41. The ability to define, manipulate, and test software interfaces is valuable to any software project. If interfaces could be designed in such a way that software modules could first be tested separately and then assembled with the assurance of correct operation, then large-scale system engineering would become simpler. Much of the theory and engineering practice and many of the tools developed as part of IT research can be applied to these big systems.
42. An “artifact” in the terminology of experimental computer science and engineering refers to an instance or implementation of one or more computational phenomena, such as hardware, software, or a combination of the two. Artifacts provide researchers with testbeds for direct measurement and experimentation; proving new concepts (i.e., that a particular assembly of components can perform a particular set of functions or meet a particular set of requirements); and demonstrating the existence and feasibility of certain phenomena. See CSTB (1994).

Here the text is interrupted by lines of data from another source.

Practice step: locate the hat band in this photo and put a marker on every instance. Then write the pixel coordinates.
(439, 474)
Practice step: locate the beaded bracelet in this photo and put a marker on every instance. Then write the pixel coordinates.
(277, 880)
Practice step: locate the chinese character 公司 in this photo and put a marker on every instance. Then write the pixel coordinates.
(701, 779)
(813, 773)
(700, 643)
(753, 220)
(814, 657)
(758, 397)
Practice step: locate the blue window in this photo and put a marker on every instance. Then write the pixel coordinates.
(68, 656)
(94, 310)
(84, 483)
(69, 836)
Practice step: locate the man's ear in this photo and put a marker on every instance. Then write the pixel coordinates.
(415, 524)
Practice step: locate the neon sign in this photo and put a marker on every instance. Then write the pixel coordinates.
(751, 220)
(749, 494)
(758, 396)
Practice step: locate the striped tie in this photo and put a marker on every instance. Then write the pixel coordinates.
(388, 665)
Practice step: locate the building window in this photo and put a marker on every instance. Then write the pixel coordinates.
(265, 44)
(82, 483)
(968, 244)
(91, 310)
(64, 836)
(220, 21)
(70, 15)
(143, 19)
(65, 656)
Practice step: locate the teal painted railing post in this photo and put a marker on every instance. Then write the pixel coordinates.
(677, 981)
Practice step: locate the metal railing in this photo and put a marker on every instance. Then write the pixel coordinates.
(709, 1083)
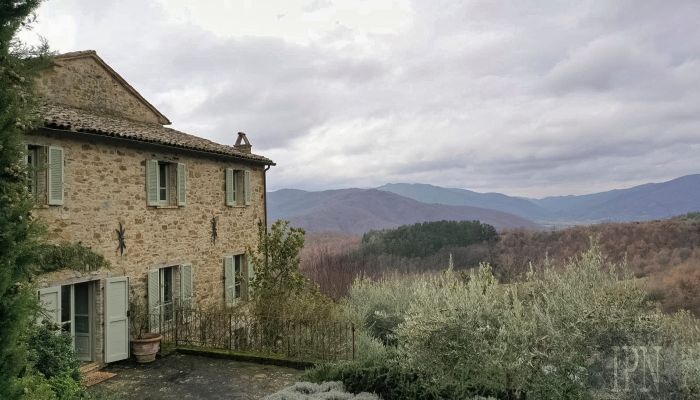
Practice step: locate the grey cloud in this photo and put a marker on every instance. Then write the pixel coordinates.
(526, 97)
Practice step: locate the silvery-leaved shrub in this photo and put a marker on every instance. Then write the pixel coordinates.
(585, 330)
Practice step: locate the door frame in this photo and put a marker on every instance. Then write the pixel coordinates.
(92, 314)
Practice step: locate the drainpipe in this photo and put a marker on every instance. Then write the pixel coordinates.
(267, 167)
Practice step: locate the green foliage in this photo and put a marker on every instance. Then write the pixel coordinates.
(388, 379)
(52, 257)
(553, 336)
(18, 234)
(52, 353)
(279, 289)
(325, 390)
(276, 261)
(52, 363)
(427, 238)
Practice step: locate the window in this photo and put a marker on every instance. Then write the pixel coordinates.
(169, 288)
(166, 183)
(163, 185)
(32, 164)
(238, 192)
(166, 292)
(45, 174)
(236, 278)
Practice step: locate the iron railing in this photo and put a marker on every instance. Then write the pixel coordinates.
(278, 337)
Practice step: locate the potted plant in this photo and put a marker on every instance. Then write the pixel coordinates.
(144, 344)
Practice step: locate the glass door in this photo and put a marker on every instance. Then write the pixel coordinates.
(82, 321)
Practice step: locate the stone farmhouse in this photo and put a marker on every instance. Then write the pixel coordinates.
(173, 213)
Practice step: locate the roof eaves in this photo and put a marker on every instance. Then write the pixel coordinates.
(92, 53)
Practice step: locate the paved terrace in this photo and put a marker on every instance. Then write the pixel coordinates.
(181, 376)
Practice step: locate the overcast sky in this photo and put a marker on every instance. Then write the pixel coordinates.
(529, 98)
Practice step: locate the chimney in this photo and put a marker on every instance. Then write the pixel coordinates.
(242, 143)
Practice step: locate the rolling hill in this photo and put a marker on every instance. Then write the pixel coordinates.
(360, 210)
(645, 202)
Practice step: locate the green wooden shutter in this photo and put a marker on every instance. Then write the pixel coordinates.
(55, 184)
(246, 187)
(230, 188)
(154, 300)
(251, 276)
(115, 319)
(186, 286)
(229, 281)
(181, 184)
(152, 182)
(50, 300)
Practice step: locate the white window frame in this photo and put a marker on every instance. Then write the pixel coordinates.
(164, 185)
(167, 316)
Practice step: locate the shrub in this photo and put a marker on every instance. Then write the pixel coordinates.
(51, 355)
(325, 390)
(557, 335)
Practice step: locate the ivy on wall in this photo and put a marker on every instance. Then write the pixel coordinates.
(75, 256)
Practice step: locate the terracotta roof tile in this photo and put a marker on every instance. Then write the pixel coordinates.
(77, 120)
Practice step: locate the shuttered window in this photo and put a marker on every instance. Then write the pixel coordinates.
(186, 286)
(237, 187)
(235, 280)
(36, 160)
(55, 176)
(181, 184)
(230, 177)
(166, 183)
(246, 186)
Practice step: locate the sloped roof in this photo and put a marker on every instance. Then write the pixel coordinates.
(57, 116)
(93, 54)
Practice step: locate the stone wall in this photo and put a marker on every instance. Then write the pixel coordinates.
(105, 185)
(84, 83)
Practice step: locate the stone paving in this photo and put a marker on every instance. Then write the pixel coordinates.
(180, 376)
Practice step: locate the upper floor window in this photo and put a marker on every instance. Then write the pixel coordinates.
(45, 174)
(237, 276)
(238, 192)
(166, 183)
(163, 186)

43. For example, when the Defense Department's ARPANET was first built in the 1970s, it used the Network Control Protocol, which was designed in parallel with the network. Over time, it became apparent that networks built with quite different technologies would need to be connected, and users gained experience with the network and NCP. These two problems provoked research that eventually led to the development of the TCP/IP protocol, which became the standard way that computers could communicate over any network. As the network grew into a large Internet and applications emerged that require large bandwidth, congestion became a problem in the network. This, too, has led to research into adaptive control algorithms that the computers attached to the network must use to detect and mitigate congestion. Even so, the Internet is far from perfect. Research is under way into methods to guarantee quality of service for data transmission that could support, for example, robust transmission of digitized voice and video. Extending the Internet to connect mobile computers using radio communications is also an area of active research.

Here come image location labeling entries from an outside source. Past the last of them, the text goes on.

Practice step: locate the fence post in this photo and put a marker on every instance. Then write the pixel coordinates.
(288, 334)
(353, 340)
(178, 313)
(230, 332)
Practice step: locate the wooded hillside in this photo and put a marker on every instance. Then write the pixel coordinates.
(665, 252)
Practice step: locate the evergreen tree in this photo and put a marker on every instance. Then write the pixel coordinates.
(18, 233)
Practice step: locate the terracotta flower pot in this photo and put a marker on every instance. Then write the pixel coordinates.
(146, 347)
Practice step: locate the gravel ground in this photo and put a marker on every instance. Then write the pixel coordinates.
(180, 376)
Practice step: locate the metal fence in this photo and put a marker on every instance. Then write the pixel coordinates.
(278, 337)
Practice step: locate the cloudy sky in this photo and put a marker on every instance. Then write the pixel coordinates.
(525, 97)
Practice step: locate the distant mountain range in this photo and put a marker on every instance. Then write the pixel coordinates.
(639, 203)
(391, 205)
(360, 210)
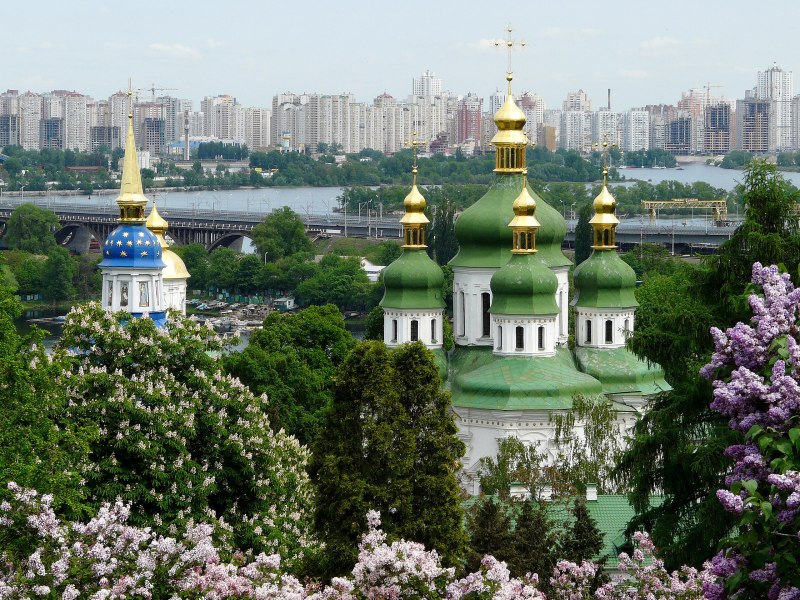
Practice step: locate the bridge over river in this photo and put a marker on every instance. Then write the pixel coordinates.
(82, 222)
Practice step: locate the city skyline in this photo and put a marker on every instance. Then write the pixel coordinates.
(256, 51)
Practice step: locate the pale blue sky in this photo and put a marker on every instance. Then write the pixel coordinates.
(647, 52)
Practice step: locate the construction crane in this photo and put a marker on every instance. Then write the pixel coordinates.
(153, 89)
(719, 208)
(709, 85)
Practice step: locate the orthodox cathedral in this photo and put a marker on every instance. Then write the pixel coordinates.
(141, 275)
(512, 368)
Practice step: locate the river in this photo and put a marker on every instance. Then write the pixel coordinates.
(323, 200)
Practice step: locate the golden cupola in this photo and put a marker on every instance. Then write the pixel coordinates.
(414, 220)
(131, 199)
(604, 222)
(524, 224)
(510, 140)
(174, 265)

44. Generally speaking, industry-university IT research collaboration has been constrained by intellectual property protection arrangements, generating enough expressions of concern that CSTB is exploring how to organize a project on that topic.
45. Networking researchers, for example, have been clamoring for better data about Internet traffic and performance. They have been attempting to develop broader and more accurate Internet traffic and performance data for some time. Federal support associated with networking research might provide vehicles for better Internet Service Provider data collection.
46. The new Digital Government program being coordinated by the National Science Foundation may yield valuable experience in the practical aspects of engaging organizations with production systems problems for the purpose of collaborating with IT researchers. More information on this program is contained in Chapter 4.
47. On the one hand, business users should not benefit from subsidies intended for researchers (if they did, there would be a risk of overloading the academic-research networks). On the other hand, given the expectation that a research network is less stable than a production one, business users would be expected to pay for backup commercial networking and would be motivated to use a research network only at a discount. Systematic examination of actual users and applications would be necessary for concrete assessment of the traffic trade-offs.